# Applecross campsite



## nickoff (Oct 11, 2005)

We leave for the NC 500 on Friday and this was just posted on one of the other forums. :-(
Copied from Applecross campsite

Applecross Campsite
1 hr · 
Unfortunately there has been a fire at Applecross campsite & the toilet block has been damaged. If you do not have a booking please seek alternative accommodation. Parties with a booking can still arrive. Sorry for any inconvenience. Campsite will be closed till further noticed.

Nick.


----------



## coppo (May 27, 2009)

For such a lovely little place the campsite has rubbish views, we never stopped there although did call in to look.


----------



## Pudsey_Bear (Sep 25, 2008)

Drive past it and wild camp next to the beach.


----------



## greygit (Apr 15, 2007)

Kev_n_Liz said:


> Drive past it and wild camp next to the beach.

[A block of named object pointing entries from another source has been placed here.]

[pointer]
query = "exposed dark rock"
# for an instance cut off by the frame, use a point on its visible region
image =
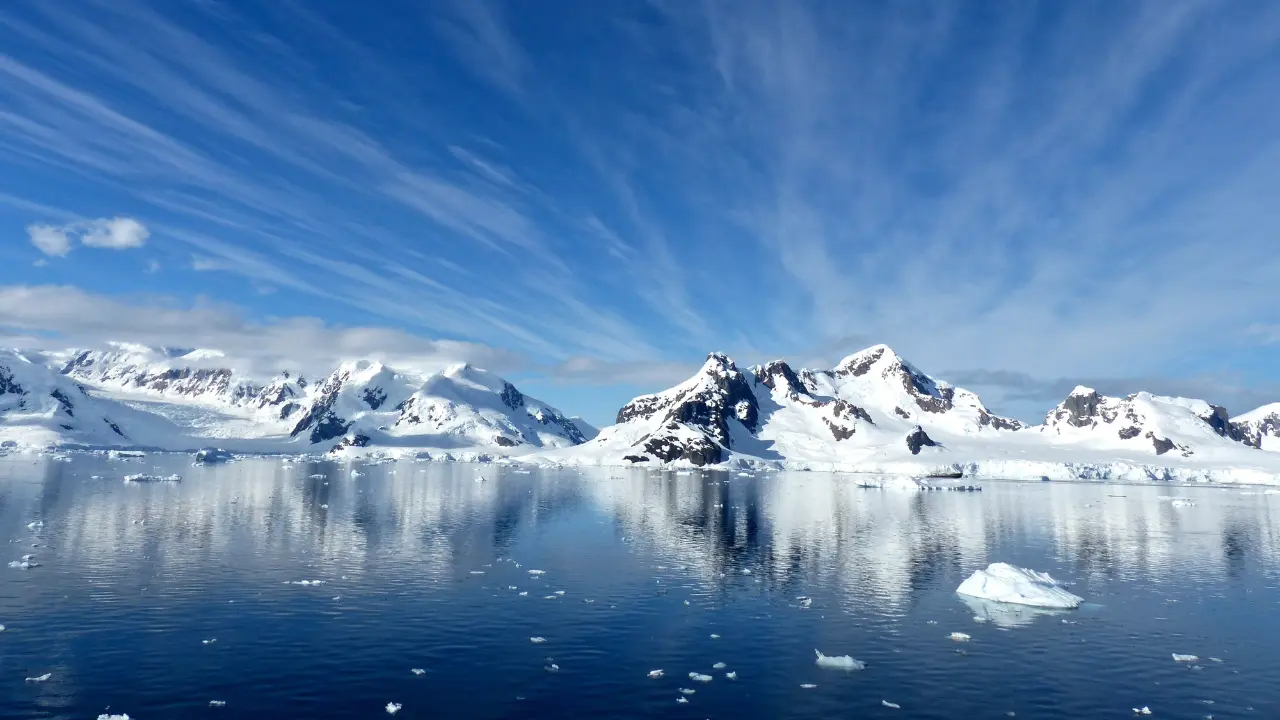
(1161, 445)
(374, 397)
(918, 438)
(1080, 408)
(8, 384)
(511, 396)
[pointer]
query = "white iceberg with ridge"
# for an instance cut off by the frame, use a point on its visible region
(1001, 582)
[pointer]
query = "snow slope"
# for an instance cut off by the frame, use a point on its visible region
(874, 411)
(188, 399)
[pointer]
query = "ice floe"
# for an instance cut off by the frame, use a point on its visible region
(839, 661)
(1001, 582)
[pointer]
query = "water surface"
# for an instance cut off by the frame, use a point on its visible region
(423, 566)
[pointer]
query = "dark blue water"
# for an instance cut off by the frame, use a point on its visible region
(133, 578)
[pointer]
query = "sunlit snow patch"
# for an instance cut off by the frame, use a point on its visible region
(1001, 582)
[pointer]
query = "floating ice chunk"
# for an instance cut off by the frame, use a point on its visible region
(1001, 582)
(839, 662)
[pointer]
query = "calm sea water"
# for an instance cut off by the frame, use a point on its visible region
(423, 566)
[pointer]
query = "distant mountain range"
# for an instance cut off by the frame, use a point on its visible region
(872, 411)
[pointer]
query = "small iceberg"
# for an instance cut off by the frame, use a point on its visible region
(1001, 582)
(839, 662)
(213, 455)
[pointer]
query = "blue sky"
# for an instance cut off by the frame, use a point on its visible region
(589, 196)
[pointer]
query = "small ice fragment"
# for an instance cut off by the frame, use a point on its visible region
(839, 661)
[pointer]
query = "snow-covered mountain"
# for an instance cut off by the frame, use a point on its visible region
(872, 404)
(187, 399)
(40, 406)
(874, 411)
(1261, 427)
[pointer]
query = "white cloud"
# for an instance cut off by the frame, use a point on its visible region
(112, 233)
(60, 317)
(49, 240)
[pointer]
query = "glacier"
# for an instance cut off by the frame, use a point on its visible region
(872, 413)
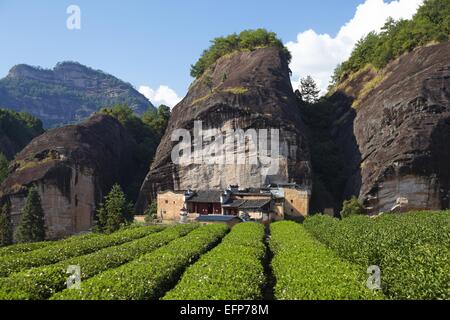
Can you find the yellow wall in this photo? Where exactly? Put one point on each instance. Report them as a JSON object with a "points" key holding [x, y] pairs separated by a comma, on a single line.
{"points": [[169, 205], [296, 202]]}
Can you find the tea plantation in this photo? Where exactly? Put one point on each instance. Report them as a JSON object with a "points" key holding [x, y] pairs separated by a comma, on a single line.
{"points": [[322, 259]]}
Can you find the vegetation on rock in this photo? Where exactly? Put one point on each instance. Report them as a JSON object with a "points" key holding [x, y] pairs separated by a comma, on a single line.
{"points": [[309, 92], [32, 224], [238, 257], [3, 167], [6, 229], [19, 128], [431, 23], [147, 131], [115, 212], [246, 40], [351, 207]]}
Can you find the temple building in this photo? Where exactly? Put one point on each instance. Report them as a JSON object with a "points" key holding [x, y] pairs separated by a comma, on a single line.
{"points": [[274, 202]]}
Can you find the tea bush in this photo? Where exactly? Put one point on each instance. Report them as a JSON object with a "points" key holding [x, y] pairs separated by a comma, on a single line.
{"points": [[42, 282], [150, 276], [231, 271], [412, 250], [306, 269]]}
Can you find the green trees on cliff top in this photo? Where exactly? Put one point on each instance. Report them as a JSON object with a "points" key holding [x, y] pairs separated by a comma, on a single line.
{"points": [[32, 224], [431, 23], [246, 40]]}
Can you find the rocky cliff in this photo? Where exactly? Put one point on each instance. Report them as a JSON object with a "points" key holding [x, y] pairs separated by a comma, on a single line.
{"points": [[67, 94], [396, 136], [243, 90], [73, 167]]}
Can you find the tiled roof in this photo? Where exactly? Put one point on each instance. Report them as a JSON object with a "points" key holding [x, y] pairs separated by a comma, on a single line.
{"points": [[247, 204], [208, 196], [216, 217]]}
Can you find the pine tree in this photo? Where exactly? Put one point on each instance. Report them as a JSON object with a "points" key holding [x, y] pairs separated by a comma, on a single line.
{"points": [[309, 90], [3, 167], [151, 213], [6, 231], [114, 212], [32, 225]]}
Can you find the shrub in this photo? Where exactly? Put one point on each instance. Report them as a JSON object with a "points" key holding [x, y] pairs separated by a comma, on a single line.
{"points": [[246, 40], [151, 213], [115, 212], [152, 274], [41, 283], [231, 271], [65, 250], [4, 170], [412, 250], [430, 23], [351, 207], [31, 246], [305, 269]]}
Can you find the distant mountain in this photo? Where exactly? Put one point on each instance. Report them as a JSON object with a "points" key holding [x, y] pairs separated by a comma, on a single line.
{"points": [[67, 94], [16, 131]]}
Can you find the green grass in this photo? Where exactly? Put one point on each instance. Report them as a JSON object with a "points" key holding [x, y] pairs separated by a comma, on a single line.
{"points": [[65, 250], [150, 276], [231, 271], [412, 250], [305, 269], [40, 283]]}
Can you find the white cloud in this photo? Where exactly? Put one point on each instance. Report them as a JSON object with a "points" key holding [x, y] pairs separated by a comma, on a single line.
{"points": [[318, 54], [162, 95]]}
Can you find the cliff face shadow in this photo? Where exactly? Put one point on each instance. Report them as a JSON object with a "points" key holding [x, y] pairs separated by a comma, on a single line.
{"points": [[335, 155]]}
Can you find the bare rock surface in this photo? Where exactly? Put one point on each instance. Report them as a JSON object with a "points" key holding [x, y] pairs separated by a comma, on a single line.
{"points": [[244, 90]]}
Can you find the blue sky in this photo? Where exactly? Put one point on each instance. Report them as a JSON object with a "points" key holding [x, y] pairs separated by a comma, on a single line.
{"points": [[153, 43]]}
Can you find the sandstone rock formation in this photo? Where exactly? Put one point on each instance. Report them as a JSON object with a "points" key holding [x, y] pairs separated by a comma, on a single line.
{"points": [[67, 94], [244, 90], [73, 167], [401, 128]]}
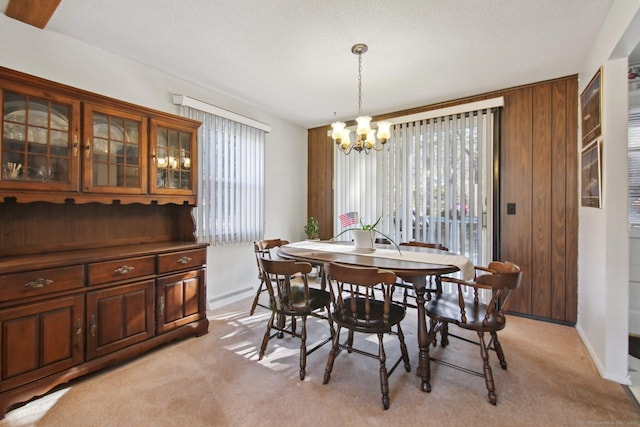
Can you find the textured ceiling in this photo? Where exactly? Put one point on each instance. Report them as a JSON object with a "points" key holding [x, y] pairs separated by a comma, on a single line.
{"points": [[292, 58]]}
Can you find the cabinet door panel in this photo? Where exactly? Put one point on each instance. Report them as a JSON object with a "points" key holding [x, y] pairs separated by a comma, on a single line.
{"points": [[119, 317], [180, 300], [40, 339], [114, 151], [172, 169], [40, 135]]}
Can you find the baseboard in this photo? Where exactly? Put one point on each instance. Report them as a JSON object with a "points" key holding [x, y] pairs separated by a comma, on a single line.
{"points": [[229, 298], [596, 361]]}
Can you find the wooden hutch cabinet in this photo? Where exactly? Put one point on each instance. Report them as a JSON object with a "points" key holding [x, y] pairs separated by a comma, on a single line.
{"points": [[98, 258]]}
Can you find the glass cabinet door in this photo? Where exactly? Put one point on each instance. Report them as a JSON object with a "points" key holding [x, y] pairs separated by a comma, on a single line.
{"points": [[114, 151], [39, 140], [173, 159]]}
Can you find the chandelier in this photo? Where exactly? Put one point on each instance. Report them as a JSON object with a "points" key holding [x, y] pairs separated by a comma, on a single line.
{"points": [[365, 136]]}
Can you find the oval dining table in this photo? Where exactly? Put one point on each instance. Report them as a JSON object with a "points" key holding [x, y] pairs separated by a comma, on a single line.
{"points": [[412, 264]]}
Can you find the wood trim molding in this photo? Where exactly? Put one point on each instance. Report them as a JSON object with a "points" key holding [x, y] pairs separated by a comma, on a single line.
{"points": [[32, 12]]}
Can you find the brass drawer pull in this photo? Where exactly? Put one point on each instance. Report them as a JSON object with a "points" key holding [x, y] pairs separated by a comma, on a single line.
{"points": [[93, 326], [124, 269], [38, 283]]}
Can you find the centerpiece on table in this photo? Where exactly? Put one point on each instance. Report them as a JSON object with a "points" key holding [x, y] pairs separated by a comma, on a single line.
{"points": [[363, 234], [312, 229]]}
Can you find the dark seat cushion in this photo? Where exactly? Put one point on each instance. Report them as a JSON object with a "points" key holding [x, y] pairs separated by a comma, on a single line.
{"points": [[375, 323], [445, 308], [317, 299]]}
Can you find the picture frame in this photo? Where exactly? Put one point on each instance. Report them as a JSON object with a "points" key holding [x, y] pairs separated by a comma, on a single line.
{"points": [[591, 181], [590, 108]]}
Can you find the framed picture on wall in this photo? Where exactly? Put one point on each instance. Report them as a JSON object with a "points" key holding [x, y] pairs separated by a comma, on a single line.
{"points": [[592, 175], [591, 106]]}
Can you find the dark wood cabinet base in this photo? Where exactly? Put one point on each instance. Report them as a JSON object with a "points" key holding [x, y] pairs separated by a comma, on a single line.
{"points": [[42, 386]]}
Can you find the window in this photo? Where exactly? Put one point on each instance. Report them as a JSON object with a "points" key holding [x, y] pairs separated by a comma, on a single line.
{"points": [[433, 182], [230, 180]]}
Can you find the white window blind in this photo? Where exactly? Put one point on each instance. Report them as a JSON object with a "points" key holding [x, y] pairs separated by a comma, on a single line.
{"points": [[230, 180], [634, 168], [431, 183]]}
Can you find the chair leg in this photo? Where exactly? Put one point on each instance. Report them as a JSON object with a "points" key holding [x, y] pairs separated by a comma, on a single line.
{"points": [[403, 350], [330, 320], [499, 352], [332, 356], [303, 348], [384, 376], [444, 335], [486, 368], [267, 334], [256, 298]]}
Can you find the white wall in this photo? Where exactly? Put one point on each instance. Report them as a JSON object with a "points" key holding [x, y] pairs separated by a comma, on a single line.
{"points": [[231, 269], [603, 264]]}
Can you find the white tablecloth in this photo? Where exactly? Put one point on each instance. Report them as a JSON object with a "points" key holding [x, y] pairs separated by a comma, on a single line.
{"points": [[442, 258]]}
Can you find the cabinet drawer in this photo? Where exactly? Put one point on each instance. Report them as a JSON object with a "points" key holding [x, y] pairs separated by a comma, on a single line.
{"points": [[121, 269], [182, 260], [40, 282]]}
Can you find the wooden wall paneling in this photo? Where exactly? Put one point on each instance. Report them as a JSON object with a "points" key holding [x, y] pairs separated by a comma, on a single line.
{"points": [[320, 180], [541, 201], [529, 116], [571, 202], [515, 186], [558, 194]]}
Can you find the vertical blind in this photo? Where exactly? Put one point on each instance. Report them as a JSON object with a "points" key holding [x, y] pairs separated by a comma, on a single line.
{"points": [[431, 183], [230, 180]]}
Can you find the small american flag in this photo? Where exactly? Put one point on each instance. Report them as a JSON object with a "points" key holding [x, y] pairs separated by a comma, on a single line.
{"points": [[348, 219]]}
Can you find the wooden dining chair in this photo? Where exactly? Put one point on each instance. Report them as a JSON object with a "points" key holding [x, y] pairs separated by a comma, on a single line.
{"points": [[290, 297], [433, 284], [356, 309], [263, 248], [502, 278]]}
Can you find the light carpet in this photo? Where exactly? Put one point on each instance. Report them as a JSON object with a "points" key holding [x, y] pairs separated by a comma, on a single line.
{"points": [[217, 380]]}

Blimey is there a beach that high up?:surprise:


----------



## Pudsey_Bear (Sep 25, 2008)

Applecross, is at sea level GG


----------



## greygit (Apr 15, 2007)

Kev_n_Liz said:


> Applecross, is at sea level GG


 The Applecross campsite I used to go to isn't, to get to it was an arduous climb with very twisty bends and the ever present smell of burning clutches.


----------



## Pudsey_Bear (Sep 25, 2008)

You go over Bealach na ba of course, unless you take the long way around, but the Applecross campsite is at sea level, well maybe a metre above.


----------



## erneboy (Feb 8, 2007)

Yes it was at sea level last time I was there too Kev. Maybe it's been relocated to keep it safe from flooding.


----------



## Grizzly (May 9, 2005)

There's a lovely photo of a herd of deer on the Applecross beach in today's online Times.


----------



## nickoff (Oct 11, 2005)

Apparently now re-opened.

Nick.


----------



## coppo (May 27, 2009)

We parked on Applecross Bay, wonderful views.


----------